A FIFTH of all complaints about GPs in England that were investigated in 2010 were about patient removal from surgery lists, according to recent figures on NHS performance.
GPs came in for considerable criticism when these figures were published last month by the Parliamentary and Health Service Ombudsman. They revealed more than 15,000 complaints had been made about the NHS in 2010/2011. And while most of these were resolved locally, 21 per cent of those investigated further were about patient removals – a rise of six per cent on the previous year. The ombudsman accepted 13 complaints for investigation about removal from GP lists and upheld 10.
MDDUS has handled a number of cases and advice calls regarding the removal of patients from practice lists. Any doctor who is considering removing a patient must think carefully before doing so and follow guidance set by the General Medical Council, the Royal College of General Practitioners and the British Medical Association, as well as considering the requirements of their GMS contract.
Deviating from these guidelines – which apply to doctors across the UK – could lead to patient complaints and even attract the attention of the GMC.
Following publication of the report on NHS complaints, ombudsman Ann Abraham expressed concerns that “far too often” GPs don’t seem to be aware that their contracts require them to give a warning before a patient is removed “unless the circumstances are exceptional.” She said that in “far too many cases [what we see] is a knee-jerk response to a single incident where an individual – sometimes a whole family – is removed.”
RCGP guidance Removal of Patients from GPs’ Lists – Revised Guidance for College Members, from September 2004, is clear about what doctors must do. It advises practices to provide leaflets explaining their removal policy and the circumstances that might lead to its implementation. Patients should always be given a reason for their removal except in exceptional circumstances where this could increase the likelihood of unacceptable behaviour, such as violence or harassment, towards the doctor or practice staff.

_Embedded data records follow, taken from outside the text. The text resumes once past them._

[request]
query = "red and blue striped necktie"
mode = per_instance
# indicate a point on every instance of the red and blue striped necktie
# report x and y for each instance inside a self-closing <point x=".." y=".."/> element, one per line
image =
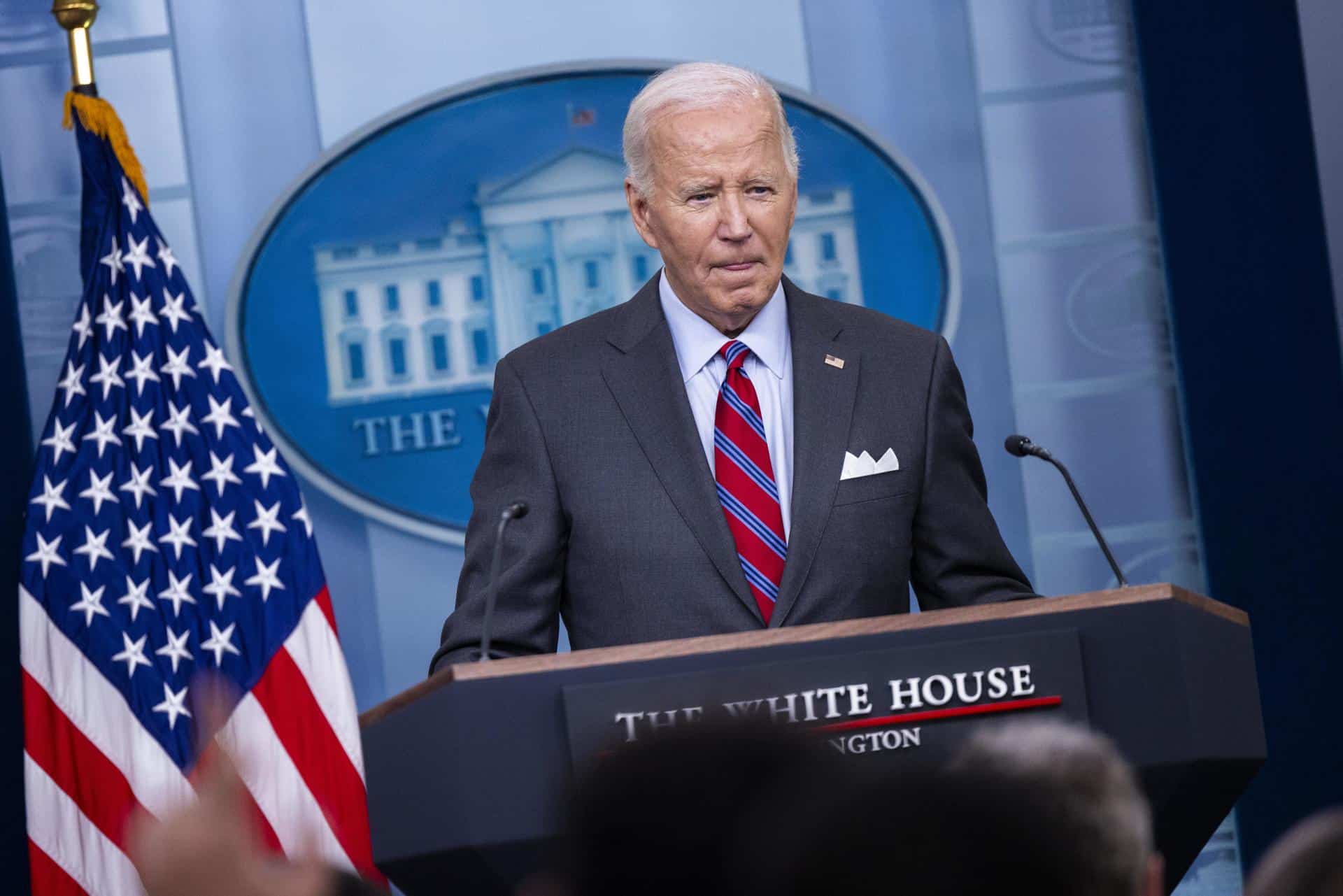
<point x="747" y="490"/>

Where the relationship breaks down between a doctor and patient, practices are encouraged to consider continuing treatment for the patient via another doctor within the practice. But the guidance adds: “Where a patient’s continued registration with the practice might be detrimental to the primary healthcare team as a whole, GPs retain the right to remove a patient from the practice list. The GP and the medical practice retain a duty of care to the patient during this procedure”.
It underlines the vital importance of a patient removal being dealt with “sensitively and as sympathetically as possible.”

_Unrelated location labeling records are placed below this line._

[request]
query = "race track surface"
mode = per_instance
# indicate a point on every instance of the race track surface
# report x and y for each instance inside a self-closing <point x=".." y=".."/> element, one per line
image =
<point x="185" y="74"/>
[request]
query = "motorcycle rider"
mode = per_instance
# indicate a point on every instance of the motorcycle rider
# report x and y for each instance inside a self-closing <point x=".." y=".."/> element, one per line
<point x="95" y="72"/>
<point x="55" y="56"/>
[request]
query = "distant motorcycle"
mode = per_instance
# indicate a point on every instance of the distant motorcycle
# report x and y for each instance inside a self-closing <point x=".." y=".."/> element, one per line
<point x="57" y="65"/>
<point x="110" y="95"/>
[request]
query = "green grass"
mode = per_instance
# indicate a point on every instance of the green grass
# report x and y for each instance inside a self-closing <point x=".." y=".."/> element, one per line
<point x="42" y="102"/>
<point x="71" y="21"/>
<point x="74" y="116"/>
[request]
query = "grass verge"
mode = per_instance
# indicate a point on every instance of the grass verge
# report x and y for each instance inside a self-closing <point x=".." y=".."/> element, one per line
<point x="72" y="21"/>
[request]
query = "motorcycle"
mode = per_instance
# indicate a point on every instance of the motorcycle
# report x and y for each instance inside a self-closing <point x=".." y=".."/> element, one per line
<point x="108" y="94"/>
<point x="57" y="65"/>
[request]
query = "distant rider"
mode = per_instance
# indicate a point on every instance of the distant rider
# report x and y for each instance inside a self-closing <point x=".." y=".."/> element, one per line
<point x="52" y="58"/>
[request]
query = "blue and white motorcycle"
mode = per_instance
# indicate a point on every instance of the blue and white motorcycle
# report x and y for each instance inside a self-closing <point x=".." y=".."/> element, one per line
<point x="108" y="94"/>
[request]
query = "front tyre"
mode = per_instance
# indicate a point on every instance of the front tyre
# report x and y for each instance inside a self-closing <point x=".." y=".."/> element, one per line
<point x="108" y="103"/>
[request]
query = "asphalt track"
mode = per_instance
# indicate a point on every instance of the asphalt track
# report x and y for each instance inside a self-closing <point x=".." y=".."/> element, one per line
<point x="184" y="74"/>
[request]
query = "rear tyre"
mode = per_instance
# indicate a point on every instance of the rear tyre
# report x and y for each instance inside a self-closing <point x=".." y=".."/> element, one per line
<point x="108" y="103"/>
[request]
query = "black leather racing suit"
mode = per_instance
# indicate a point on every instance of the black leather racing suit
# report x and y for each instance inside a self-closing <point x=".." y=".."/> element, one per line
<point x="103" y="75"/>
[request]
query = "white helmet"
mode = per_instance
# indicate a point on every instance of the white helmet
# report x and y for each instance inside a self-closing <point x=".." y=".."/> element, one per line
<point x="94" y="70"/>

Situations that may justify removal of a patient include unacceptable behaviour such as physical violence, verbal or physical abuse, intentional damage to practice premises, sexual and racial harassment, stalking and inappropriate emotional attachment to the doctor. Another reason is crime and deception such as cases of patients fraudulently obtaining drugs, deliberately lying to the doctor or other member of the healthcare team and stealing from the practice premises or staff. A patient may also be removed if they have moved out of the designated practice area.
Except in extreme cases (such as those involving violence), removal should only be considered where the patient has persistently displayed unacceptable behaviour and should not be based on a single incident. Patients should not be removed from a practice list simply because they have made a complaint against the practice, for failing to comply with health advice or because they have a highly dependent condition or disability.
Where a doctor feels their relationship with a patient has irretrievably broken down, they must discuss it carefully with practice colleagues, inform the patient of the problem and consider meeting the patient to discuss the situation further. If all steps fail, inform the patient and your primary care trust/health board in writing of the decision and reason for removal and explain to the patient how to register with another practice. The patient’s family should not be automatically removed, nor should a patient be removed due to the actions of their relatives.
It is important to thoroughly document the incident or incidents that have led to a removal as well as any discussions with practice colleagues and communication with the patient. This will provide valuable evidence in the event of a patient complaint. The documentation should be kept in a separate file as it does not form part of the clinical records, and should not be passed to the new practice.
Dentists should also be mindful of the process involved in removing a patient from their practice list. In Scotland, practitioners should submit a GP200 form to their NHS board, stating the reasons for the request. The patient is entitled to a three-month notice period that their NHS registration is being withdrawn during which the dentist must provide emergency care. There are some circumstances where this can be done without a notification period. Once the NHS board has approved the request, the patient will be withdrawn from the practice list.
In England and Wales the situation differs slightly. Dentists seeking to remove a patient should complete a course of treatment (unless in extreme circumstances, such as violent patients) and if a patient is not currently under treatment, the dentist can simply end the relationship by offering no further treatments. The patient and the PCT should both be notified of the decision.
ACTION: Always follow guidance and be prepared to justify your decision to remove a patient from your practice list.